At the time of writing, this algorithm works remarkably well, and it would be a poetic solution were it not so heavy handed. That is, it will point to a pensioner who commutes on a bike and has a PlayStation 5. That is, alone, it cannot differentiate between a bot and your eccentric aunt.

Use premium panels
There are tiers of sample providers. Some will supplement their panel using river sampling, luring relevant visitors with flashy pop-ups. Like blood in the water, the survey is wide open for a single bot to rotate VPNs, attempting it many times over while signalling the swarm to follow. Each pass, another roll of the dice to evade security and outfox quality checks.

Then our standard aggregate analysis tables conceal bots, leading some to believe there is still such a thing as a cheap and dirty alternative to premium sample – a false economy by anyone’s definition.

That’s why some panels validate and monitor panellist engagement.
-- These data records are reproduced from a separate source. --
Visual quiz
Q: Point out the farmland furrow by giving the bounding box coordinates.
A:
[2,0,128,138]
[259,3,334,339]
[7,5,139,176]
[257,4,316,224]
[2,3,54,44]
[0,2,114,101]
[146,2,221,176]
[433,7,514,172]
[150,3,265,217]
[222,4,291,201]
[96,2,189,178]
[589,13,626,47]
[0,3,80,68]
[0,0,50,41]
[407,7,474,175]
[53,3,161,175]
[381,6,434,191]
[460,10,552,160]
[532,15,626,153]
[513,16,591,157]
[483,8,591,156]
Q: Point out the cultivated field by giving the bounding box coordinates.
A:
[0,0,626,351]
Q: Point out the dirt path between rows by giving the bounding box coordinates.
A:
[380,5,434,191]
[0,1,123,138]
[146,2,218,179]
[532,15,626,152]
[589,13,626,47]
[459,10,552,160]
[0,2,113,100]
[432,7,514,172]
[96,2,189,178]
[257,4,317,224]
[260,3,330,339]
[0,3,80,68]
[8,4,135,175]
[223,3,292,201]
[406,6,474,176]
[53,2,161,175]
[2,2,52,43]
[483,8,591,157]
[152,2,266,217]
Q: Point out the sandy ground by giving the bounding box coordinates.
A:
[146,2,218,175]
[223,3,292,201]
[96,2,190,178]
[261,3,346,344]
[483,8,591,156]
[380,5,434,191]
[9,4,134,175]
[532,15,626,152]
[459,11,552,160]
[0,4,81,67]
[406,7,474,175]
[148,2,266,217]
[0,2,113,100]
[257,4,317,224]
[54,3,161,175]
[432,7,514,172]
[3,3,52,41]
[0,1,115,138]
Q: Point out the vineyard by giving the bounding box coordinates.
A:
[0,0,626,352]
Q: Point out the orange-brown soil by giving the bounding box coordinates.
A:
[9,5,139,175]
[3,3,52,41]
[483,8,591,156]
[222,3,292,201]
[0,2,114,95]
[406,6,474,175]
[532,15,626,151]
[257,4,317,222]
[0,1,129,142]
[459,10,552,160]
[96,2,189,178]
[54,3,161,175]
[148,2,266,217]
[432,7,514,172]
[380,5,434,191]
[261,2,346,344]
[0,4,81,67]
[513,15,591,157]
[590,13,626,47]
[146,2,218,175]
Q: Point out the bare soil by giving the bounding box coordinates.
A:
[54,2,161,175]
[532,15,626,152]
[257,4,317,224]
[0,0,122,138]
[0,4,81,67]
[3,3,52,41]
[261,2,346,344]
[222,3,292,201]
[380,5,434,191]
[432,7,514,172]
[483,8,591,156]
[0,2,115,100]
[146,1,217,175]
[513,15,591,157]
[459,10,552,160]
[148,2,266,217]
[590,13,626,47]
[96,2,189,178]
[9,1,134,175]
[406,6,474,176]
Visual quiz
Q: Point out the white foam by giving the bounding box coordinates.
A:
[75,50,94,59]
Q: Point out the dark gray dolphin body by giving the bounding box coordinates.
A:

Some like mother hens. Wary that some have human helpers, they’ve forged hostile, walled gardens, with reCAPTCHA at every turn. They also clean their data aggressively. As a modeller, I rely on considered answers that produce meaningful relationships at a respondent level, so compelled to seek out the industry’s most skilled and ruthless.

That said, when it comes to data quality, we cannot be overzealous, lest real people are deleted out, harming representation and skyrocketing the costs of research; the economics of which are exponential and immediate. The pragmatic approach is to combine and alternate strategies – perhaps the odd bot might get through. Though, mark my words, as AI becomes more sophisticated, no single ploy will be enough, no combination of tricks a permanent haven.

So, this is the time for vigilance, creativity, and paranoia. Firstly, lets acknowledge this new generation among us and that they’re more insidious than we’d like to believe. They are getting smarter, and still they come.

Ryan Howard is a freelance data science consultant.